Course grades will be calculated as follows:
  • In class exams:   55%
  • Assignments:      45%

Your overall performance in the course is measured by the total number of points you accumulate relative to the maximum points possible. These are the only points possible in this class, there is no extra credit or 'make up' for poor examination grades. Your letter grade in this course will be based on the distribution at right. If you ask for extra-credit, I will know that you did not bother to read this syllabus (your contract), which of course is not a good sign.

  • Students are required to take all exams at the scheduled hour as they appear on the syllabus and course schedule.
  • There will be no late 'make-up' exams, as this is unfair to the rest of the class. If you know in advance you are going to miss a scheduled exam, let me know well in advance of the exam. Athletes, carefully review our exam schedule looking for conflicts.
  • A missed exam will result in the final exam being worth 300 points (you do not loose any points for the missed exam, those points simply roll into the final exam).

Course Policies:

  • You are responsible for all that is announced or covered in class even if you are absent.
  • A prerequisite for additional help outside the classroom is regular class attendance.
  • Every student is required to establish a class contact, that is, a fellow classmate that you may contact in case you are having a problem with a particular homework exercise at night/weekend or in the event you miss class you can get the class notes from them.
  • If you miss class, you are responsible for getting the notes from your 'class contact' (see above).
  • Since you will be sitting in front of a computer every day in class, there is a strong temptation to 'play' during class - my suggestion: "Don't give in to that temptation" - more on this topic in class.
  • Email is great for simple communications, but more complex issues must be handled in person.
  • Don't use email as an excuse to avoid personal contact.
  • Due to the truly overwhelming amount of email I receive, any requests that involve more than a yes or no response may not get addressed in a timely fashion due to time constraints on my day, please come see me in that case.
  • I expect you to read this syllabus and get clarification of any items you do not understand the first week of class. If you send me an email asking me about something covered in this syllabus, that email will be disregarded.

Special Notes:

Mathematics & Information Technology Outcomes and Assessment:

Information Technology majors will be assessed in this course as indicated below.
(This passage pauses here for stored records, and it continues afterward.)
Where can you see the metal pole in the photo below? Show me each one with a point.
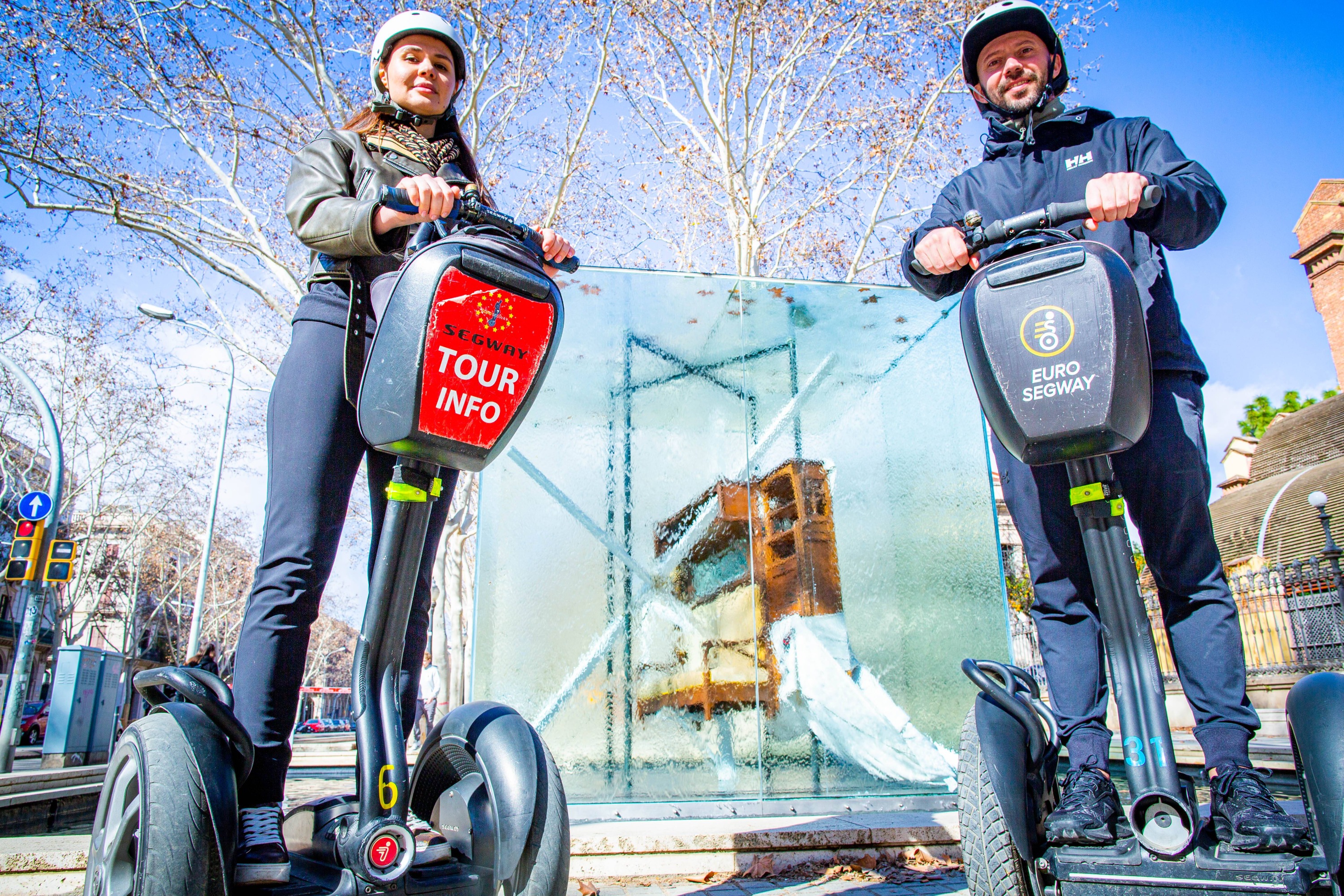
(35, 595)
(198, 610)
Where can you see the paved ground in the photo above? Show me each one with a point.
(947, 882)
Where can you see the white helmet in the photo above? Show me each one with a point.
(408, 23)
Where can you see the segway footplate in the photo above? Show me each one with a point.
(1127, 868)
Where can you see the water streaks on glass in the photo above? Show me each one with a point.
(742, 542)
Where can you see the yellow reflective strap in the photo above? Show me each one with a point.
(1084, 493)
(405, 492)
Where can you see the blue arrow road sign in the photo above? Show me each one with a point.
(35, 505)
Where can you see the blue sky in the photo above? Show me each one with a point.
(1253, 92)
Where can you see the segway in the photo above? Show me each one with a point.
(465, 332)
(1055, 338)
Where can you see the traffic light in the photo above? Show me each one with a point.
(23, 552)
(60, 560)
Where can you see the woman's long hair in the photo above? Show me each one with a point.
(366, 121)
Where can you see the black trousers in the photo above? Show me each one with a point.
(1166, 484)
(314, 452)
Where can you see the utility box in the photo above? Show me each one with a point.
(84, 707)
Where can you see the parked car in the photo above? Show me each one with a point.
(34, 726)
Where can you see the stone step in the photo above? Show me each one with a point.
(698, 845)
(25, 782)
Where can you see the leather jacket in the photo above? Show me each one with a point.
(331, 199)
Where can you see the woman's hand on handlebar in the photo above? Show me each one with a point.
(556, 249)
(433, 195)
(944, 252)
(1113, 197)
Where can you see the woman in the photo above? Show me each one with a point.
(409, 138)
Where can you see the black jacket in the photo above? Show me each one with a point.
(1066, 152)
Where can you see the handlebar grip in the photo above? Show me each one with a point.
(397, 199)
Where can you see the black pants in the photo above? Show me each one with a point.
(1166, 484)
(314, 450)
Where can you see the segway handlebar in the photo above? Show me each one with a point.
(472, 210)
(1053, 215)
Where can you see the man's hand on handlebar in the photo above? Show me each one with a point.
(433, 195)
(1113, 197)
(944, 252)
(556, 249)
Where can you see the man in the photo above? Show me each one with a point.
(428, 699)
(1038, 152)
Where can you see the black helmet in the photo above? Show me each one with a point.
(1004, 18)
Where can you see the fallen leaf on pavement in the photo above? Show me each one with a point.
(761, 867)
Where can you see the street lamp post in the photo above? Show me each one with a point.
(1331, 551)
(35, 594)
(198, 612)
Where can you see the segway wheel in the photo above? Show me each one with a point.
(545, 867)
(992, 863)
(152, 833)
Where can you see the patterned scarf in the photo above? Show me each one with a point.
(432, 154)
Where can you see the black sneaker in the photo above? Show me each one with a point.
(263, 857)
(1246, 816)
(431, 845)
(1088, 812)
Learning Outcome Assessment Tool
Students will construct well-designed, usable websites, with content, presentation, and functionality separated, adhering to web standards and web accessibility guidelines. Website production projects

The final website projects will be assessed according to the attached rubric (Project-Site).

Learning Differences:

In keeping with college policy, any student with a disability who needs academic accommodations must call Learning Differences Program secretary at 824-3017, to arrange a confidential appointment with the director of the Learning Differences Program during the first week of classes.

Support of the Mercy Mission:

This course supports the mission of Mercyhurst University by creating students who are intellectually creative. Students will foster this creativity by: applying critical thinking and qualitative reasoning techniques to new disciplines; developing, analyzing, and synthesizing scientific ideas; and engaging in innovative problem solving strategies.